There's a sound of music as the missus goes back to her maze game on the iPad. "Sonia's husband..."

"Lovecraft. H.P. Lovecraft. He winds up a traveling reporter like A.J. Liebling or Calvin Trillin, only earlier. So it would be kinda like a cross between The X-Files and The Thin Man. Screwball romantic comedy with supernatural mysteries."

"How do you get romantic comedy out of that?"

"Look, Dorothy Parker said that all she needed in a man was that he be ruthless and stupid. Lovecraft's exactly wrong for her! It's got to happen! And you look at the history, you get the impression Sonia wasn't really that into Howard. He was just a project to her."

"O000000-kay."

"He'd put some brakes on Parker's boozing, and she'd make him eat his fucking greens. 'O crepuscular light that shines from the East, I think the most merciful thing in the world is the inability of the human mind to correlate its contents.' 'Well, it doesn't just happen, darling. Get me another, and make it a double or I'll pretend I don't know what crepuscular means.' They'd be swell together.

"And the whole New Yorker would change. I mean, Lovecraft mentions he's got a line to the forgotten Boy Poet of the Sierras, starts sending Ross letter after letter until he breaks down and publishes Lafcadio Hearn and Lord Dunsany.

"And let's be serious. What we call New Journalism? It started back then. Lovecraft was a lefty Tom Wolfe, but Robert Howard's reporting on the Texas oilfields was sober gonzo, the most motherfuckingest shit you ever read, and Ross whipped that shit into shape, put a real shine on it."

I can sense my enthusiasm getting the better of me.

"That was the best fucking magazine of all time! It had the best qualities of the early New Yorker, Weird Tales, sixties and seventies Rolling Stone and Esquire -- but what really gets me? H.P. Lovecraft and Dorothy Parker get happy, fulfilling lives. They give each other mutual annihilation of tragedy, the way we do."
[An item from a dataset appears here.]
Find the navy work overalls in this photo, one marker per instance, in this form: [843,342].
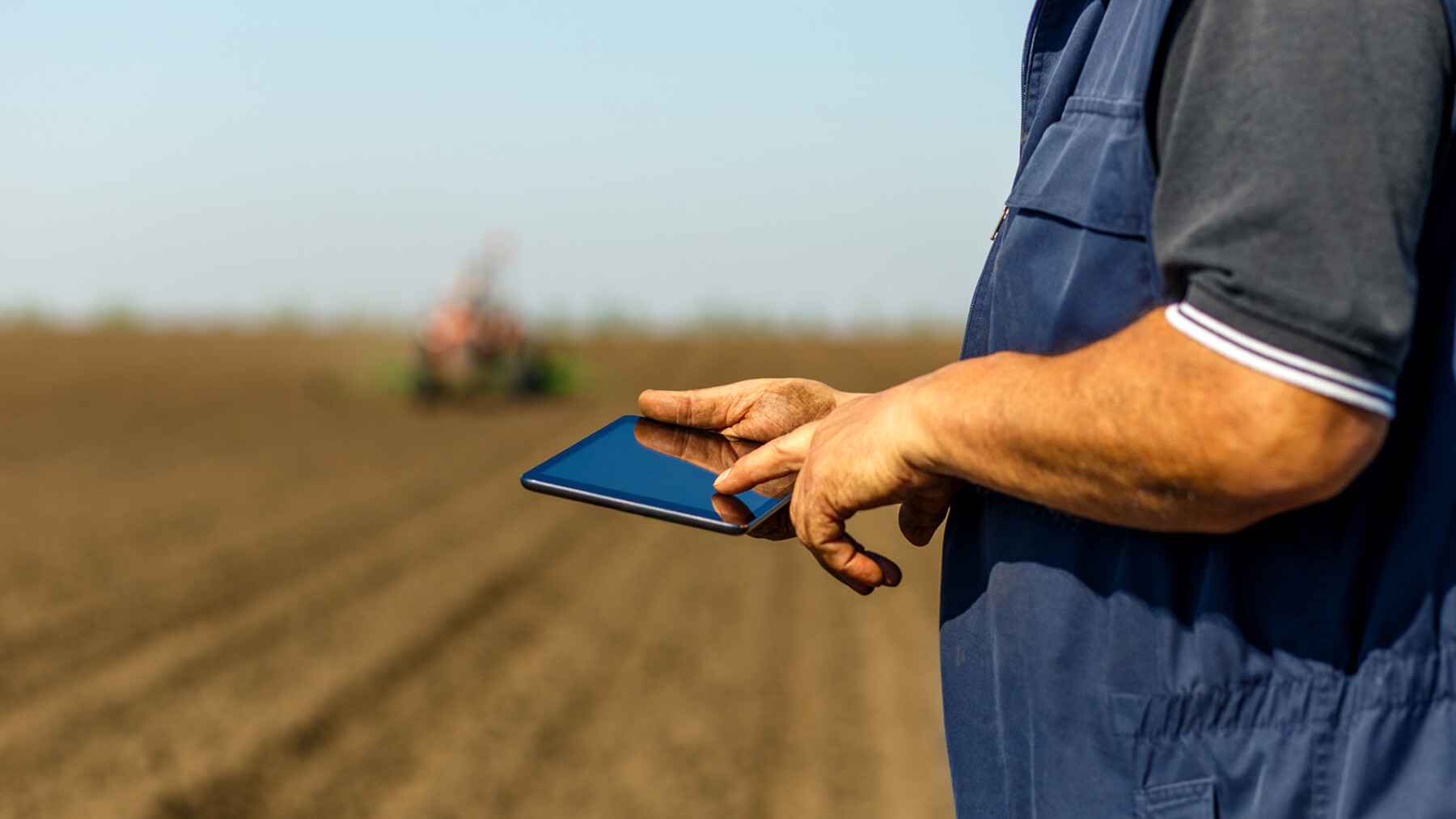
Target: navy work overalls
[1303,666]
The music from the missus's iPad stops as she freezes the game. "Wait a minute. Did that really happen?"

"No."

And then the question comes, posed in that sweet tone of innocence that makes me wonder how much she's joking.

"Why not?"

2 comments:

NM said...

Ever read "Weird Tales" by Fred Chappell, which dramatized the meeting of Lovecraft and Hart Crane?

Sean Craven said...

Oh, my God, no. I must. That name Fred Chappell sounds familiar -- did he do a novel called Dagon? It was literary Southern Gothic with a twist 'o Lovecraft -- not bad at all.